Because I knew Nightingale would want to know, I made sure I asked what had happened to the Academy.
‘They made the wrong choice after the Algerian Referendum,’ he said. And consequently they were re-organised out of existence in 1965.
‘So why are you here?’ I asked.
‘Apart from the coffee?’ asked Antonin. ‘I did a wrong thing sixty years ago and I thought it would be right to give Nightingale the chance to arrest me.’
That explained his overt use of magic in the coffee shop – he was looking to attract Nightingale’s attention.
‘You could have phoned ahead,’ I said. ‘We would have met you at the station.’
‘I felt it was fitting that we met here at the scene of the crime,’ said Antonin. ‘Man against man, magic against magic – the way they used to settle things in the old days.’
‘Wait,’ I said. ‘Are we talking about a duel – a magic duel?’
‘Of course,’ said Antonin. ‘Better than dying in hospital – no?’
Oh great, I thought, suicide by cop.
‘I don’t see why you have to wait for Nightingale,’ I said. ‘I’m perfectly capable of upholding the honour of my country.’
‘Please,’ said Antonin. ‘You’re still a boy.’
‘I think that was an insult,’ I said. ‘At the very least I think I’m going to have to make you prove that you’re worth Nightingale’s time.’
‘If you insist,’ said Antonin.
‘Are there rules?’
‘No gods, no staffs, first man to stay down for the count loses and we suspend the contest if the building collapses.’
I took a deep breath and prepared myself.
‘Very well,’ I said. ‘On the count of three?’
‘That seems reasonable,’ said Antonin. ‘Although we could still wait for Nightingale.’
‘No, I don’t want to miss the opening ceremony on TV,’ I said. ‘Ready?’
‘Yes,’ he said.
‘One,’ I said and shot him with the taser.
Like I said, people don’t notice half the kit hanging off your Metvest and I’d placed it out of sight by my leg when I’d spilt my coffee.

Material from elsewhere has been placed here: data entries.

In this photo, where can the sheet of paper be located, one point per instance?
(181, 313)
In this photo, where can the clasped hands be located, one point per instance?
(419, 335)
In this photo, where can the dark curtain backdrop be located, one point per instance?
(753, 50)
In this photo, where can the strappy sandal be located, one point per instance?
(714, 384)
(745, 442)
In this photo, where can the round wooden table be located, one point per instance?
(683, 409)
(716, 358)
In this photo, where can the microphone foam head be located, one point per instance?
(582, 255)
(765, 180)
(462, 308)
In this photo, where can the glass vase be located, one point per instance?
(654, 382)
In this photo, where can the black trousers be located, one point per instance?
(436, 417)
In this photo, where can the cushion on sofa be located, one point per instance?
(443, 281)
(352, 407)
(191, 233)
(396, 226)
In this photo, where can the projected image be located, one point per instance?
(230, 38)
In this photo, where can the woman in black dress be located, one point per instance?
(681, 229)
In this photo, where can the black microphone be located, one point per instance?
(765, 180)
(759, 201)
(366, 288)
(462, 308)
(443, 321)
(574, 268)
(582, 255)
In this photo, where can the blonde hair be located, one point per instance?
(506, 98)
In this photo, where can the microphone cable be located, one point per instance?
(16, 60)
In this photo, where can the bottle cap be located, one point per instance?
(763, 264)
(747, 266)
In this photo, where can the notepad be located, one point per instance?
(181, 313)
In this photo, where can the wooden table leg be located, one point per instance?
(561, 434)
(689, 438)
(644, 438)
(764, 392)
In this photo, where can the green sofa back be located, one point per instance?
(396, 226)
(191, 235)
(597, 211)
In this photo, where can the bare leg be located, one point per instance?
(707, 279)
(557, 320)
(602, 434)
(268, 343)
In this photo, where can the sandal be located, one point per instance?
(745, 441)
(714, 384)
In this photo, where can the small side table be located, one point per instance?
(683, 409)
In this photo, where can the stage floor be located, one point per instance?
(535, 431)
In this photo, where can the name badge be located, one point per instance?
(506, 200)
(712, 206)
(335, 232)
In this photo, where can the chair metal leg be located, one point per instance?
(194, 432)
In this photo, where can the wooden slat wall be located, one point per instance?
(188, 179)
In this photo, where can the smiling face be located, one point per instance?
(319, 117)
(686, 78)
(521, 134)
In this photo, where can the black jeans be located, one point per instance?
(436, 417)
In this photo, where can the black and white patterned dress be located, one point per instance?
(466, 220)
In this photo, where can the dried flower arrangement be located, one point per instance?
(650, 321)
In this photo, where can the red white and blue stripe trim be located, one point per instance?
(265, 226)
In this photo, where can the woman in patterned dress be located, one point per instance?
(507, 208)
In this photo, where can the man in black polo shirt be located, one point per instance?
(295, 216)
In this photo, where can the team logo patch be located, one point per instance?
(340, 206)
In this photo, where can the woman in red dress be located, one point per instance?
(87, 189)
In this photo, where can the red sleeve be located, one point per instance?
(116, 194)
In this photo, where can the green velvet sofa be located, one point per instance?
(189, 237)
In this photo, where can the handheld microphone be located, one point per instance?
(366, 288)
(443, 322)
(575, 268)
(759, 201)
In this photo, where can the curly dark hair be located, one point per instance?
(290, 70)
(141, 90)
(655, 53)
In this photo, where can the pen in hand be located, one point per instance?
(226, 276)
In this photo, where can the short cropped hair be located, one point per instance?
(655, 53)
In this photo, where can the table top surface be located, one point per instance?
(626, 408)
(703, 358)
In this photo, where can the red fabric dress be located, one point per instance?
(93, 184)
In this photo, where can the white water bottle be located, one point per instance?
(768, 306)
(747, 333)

I had him cuffed before he stopped twitching, but in deference to his age I did it with his hands in front.
We ambulanced him back to UCH where Dr Walid stuck Antonin’s head in the MRI and kept him lightly sedated while we waited for Nightingale to arrive. I’m getting quite good at interpreting the grey smudges as they appear on the screen, and I’ve got to say it didn’t look good for Antonin Bobet.
‘Hyperthaumaturgical Necrosis,’ said Dr Walid. ‘He wouldn’t have lasted long – you definitely saved his life.’

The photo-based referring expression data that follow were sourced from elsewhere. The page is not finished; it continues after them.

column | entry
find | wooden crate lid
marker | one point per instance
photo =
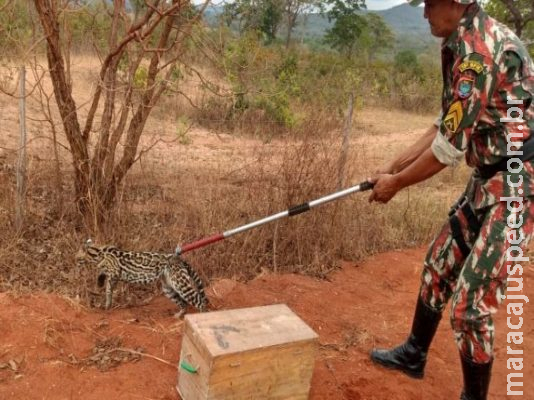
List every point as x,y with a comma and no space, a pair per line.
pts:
234,331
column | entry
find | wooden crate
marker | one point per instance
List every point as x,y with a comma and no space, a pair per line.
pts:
252,353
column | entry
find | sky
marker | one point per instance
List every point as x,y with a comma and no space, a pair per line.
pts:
371,4
382,4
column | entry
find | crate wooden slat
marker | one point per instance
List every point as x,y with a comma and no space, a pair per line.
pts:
252,353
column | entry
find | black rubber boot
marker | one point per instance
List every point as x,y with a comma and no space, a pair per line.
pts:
410,357
476,379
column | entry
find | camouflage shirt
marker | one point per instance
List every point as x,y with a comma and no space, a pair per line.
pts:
486,68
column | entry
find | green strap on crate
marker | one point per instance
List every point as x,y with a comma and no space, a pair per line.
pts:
188,367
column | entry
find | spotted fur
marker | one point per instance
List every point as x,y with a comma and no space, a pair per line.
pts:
180,281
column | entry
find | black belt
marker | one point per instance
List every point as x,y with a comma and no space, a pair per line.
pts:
488,171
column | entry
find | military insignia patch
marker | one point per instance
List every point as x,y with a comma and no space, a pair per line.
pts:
465,87
454,116
471,65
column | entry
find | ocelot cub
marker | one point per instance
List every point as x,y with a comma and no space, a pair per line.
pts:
180,282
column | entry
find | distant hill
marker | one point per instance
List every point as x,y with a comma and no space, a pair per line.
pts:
408,24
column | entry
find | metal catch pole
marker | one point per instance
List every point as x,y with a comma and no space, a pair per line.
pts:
292,211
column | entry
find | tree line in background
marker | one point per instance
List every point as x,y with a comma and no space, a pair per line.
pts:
147,49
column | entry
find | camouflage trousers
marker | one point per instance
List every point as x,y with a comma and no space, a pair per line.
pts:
477,282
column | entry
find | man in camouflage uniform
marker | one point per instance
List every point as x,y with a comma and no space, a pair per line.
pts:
487,72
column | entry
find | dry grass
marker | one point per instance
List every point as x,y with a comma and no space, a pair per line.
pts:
180,192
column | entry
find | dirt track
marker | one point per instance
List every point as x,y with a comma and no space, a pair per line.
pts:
50,345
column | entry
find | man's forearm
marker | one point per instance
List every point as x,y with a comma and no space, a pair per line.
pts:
424,167
412,153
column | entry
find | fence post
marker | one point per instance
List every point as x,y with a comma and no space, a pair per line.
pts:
21,162
345,144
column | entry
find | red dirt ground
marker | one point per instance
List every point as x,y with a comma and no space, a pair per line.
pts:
49,347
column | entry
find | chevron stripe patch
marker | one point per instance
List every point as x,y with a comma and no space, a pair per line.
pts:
454,117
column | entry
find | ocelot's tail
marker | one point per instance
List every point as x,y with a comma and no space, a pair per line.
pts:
186,284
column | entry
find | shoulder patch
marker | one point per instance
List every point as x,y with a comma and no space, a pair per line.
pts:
454,116
465,86
472,65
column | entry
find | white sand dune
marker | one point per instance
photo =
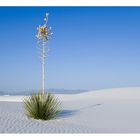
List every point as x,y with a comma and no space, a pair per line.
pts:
103,111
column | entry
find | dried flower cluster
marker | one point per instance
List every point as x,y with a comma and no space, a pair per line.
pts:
44,32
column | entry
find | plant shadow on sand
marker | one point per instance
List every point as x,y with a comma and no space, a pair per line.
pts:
69,113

‘Fair play,’ he spat at me when I brought him lunch. ‘You call electrocuting me fair play?’
I didn’t bother to answer that, but I did apologise for the quality of the food.

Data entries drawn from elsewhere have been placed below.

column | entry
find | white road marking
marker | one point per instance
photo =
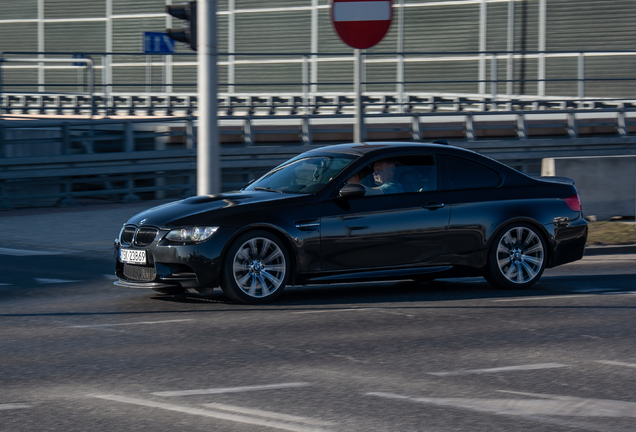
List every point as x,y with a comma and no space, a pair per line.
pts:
333,310
267,414
48,281
210,413
546,405
362,11
610,362
501,369
21,252
542,298
230,389
126,324
14,406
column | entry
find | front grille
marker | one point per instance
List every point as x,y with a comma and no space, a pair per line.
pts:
128,234
145,236
139,273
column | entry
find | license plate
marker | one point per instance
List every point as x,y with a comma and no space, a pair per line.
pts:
132,256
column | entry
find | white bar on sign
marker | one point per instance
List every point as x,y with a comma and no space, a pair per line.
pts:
362,11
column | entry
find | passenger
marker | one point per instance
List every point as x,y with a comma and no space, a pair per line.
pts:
356,178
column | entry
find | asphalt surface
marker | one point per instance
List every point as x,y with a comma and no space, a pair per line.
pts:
78,354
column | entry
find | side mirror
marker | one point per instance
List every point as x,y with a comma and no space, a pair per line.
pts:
352,190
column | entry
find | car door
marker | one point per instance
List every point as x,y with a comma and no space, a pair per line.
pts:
376,231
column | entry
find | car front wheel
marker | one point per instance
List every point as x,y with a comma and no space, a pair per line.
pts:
517,257
256,268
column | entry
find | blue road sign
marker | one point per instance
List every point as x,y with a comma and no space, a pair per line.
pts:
157,43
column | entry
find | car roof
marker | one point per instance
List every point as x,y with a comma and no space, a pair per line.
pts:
360,149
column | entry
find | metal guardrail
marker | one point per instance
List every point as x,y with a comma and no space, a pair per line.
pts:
300,91
56,162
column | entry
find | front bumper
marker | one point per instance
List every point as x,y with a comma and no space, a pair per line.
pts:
569,241
171,265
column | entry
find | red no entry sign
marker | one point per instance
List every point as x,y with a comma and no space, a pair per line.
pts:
361,23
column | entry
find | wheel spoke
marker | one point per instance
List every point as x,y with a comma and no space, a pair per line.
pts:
504,249
239,267
535,248
259,267
510,273
529,239
242,280
265,247
276,267
273,256
273,279
533,260
520,277
243,254
253,248
264,289
504,262
531,271
507,239
519,236
252,289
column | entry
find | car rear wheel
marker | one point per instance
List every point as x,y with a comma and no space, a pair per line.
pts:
517,257
256,268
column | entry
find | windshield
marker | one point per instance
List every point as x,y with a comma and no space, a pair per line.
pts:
303,175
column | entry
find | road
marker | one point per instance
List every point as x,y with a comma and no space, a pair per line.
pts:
78,354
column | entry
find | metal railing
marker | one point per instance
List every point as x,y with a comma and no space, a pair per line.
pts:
567,76
57,162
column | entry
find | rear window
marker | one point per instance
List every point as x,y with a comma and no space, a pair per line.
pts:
460,173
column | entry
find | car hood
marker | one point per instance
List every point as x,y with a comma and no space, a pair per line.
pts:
204,208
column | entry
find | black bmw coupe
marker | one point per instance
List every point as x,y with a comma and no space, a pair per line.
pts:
358,212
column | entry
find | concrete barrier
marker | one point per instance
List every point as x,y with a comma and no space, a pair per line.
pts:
606,184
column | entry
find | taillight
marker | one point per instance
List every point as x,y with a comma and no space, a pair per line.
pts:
574,202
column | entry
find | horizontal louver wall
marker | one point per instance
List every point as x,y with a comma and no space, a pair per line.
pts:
285,26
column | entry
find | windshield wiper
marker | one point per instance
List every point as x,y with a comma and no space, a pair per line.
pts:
267,189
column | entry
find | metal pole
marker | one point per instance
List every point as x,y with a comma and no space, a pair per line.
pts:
542,46
305,79
314,46
359,134
208,151
581,80
511,46
482,47
1,109
231,45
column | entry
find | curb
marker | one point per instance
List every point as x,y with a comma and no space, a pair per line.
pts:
593,250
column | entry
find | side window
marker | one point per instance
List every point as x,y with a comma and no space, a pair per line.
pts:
460,173
401,174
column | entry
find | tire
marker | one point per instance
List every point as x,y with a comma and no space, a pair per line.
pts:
255,269
517,257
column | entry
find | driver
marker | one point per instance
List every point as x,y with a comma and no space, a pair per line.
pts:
383,173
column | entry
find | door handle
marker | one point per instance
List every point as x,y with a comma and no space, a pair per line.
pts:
433,206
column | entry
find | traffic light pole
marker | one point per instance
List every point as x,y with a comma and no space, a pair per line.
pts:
208,147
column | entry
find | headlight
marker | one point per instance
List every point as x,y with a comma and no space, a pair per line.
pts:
191,234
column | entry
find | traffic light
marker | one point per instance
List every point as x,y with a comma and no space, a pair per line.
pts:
188,32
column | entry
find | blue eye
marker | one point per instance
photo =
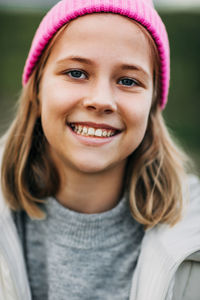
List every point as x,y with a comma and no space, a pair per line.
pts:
76,74
128,82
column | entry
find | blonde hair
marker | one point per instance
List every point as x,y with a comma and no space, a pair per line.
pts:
154,171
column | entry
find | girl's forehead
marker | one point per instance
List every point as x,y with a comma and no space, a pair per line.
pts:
107,39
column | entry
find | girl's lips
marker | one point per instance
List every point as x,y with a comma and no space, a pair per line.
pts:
93,130
96,138
95,125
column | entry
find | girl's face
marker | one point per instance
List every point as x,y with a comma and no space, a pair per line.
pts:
96,93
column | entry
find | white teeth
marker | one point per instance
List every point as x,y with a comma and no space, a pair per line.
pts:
84,131
90,131
104,133
98,132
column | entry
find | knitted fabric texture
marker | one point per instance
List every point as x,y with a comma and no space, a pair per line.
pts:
141,11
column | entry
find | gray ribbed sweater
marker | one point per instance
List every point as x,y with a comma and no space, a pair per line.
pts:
82,256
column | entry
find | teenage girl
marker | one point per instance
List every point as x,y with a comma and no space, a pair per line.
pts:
96,202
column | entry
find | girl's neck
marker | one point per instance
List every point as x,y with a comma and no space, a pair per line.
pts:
92,193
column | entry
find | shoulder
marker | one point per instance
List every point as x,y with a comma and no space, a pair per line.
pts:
187,279
182,239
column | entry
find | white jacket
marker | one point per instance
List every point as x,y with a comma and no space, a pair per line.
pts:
163,249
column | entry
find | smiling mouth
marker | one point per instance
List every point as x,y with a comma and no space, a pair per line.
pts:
90,131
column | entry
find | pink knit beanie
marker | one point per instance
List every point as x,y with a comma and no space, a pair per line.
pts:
140,10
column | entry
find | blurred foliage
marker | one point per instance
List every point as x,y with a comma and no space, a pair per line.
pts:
182,111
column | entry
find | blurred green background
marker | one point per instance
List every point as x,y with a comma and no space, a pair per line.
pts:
182,112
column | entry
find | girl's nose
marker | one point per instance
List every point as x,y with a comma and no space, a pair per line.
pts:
101,101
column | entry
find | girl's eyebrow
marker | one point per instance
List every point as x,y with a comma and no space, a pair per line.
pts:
90,62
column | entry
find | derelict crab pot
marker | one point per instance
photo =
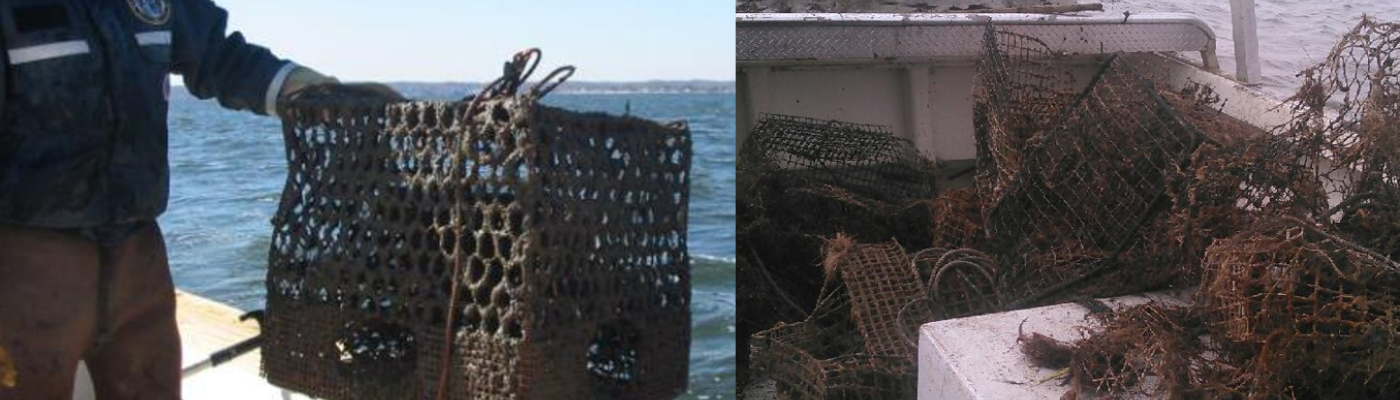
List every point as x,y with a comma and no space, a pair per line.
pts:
494,246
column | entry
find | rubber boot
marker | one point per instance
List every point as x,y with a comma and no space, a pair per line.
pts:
49,294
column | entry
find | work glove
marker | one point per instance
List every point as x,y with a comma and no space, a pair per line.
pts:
303,79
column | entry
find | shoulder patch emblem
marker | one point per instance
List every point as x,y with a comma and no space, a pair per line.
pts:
151,11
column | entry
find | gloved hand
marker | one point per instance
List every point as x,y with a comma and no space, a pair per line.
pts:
303,79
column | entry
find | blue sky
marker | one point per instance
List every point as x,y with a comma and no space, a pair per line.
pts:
469,39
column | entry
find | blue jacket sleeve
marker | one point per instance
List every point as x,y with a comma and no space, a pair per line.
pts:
217,65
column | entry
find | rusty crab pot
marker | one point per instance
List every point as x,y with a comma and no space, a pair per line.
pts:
492,248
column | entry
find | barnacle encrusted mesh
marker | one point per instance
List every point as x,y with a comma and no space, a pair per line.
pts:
1087,186
496,248
863,158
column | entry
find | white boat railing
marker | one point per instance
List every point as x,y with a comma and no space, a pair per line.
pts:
900,38
1246,41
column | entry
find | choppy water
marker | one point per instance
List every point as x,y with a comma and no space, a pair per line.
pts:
228,168
1292,34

Nightingale returned and spent a morning chatting while I caught up with the paper work and squared the incident with Haringay Borough Command. I made a point of calling Sergeant Warwick personally to thank her for her help – always useful to build contacts.
A very polite man from the French Embassy turned up that afternoon, shook our hands and assured us that if we could see our way to allowing the French Government to repatriate their wayward son they would consider it a great favour.
‘We only have his word for it that he killed Professor Guillaume and I’m not sure what purpose would be served by excavating Green Park Shopping Centre,’ said Nightingale. ‘And it’s not as if he has much time left.’
So we put the question to Antonin, who chose repatriation.
‘At least the food will be better,’ he said and I couldn’t argue with that.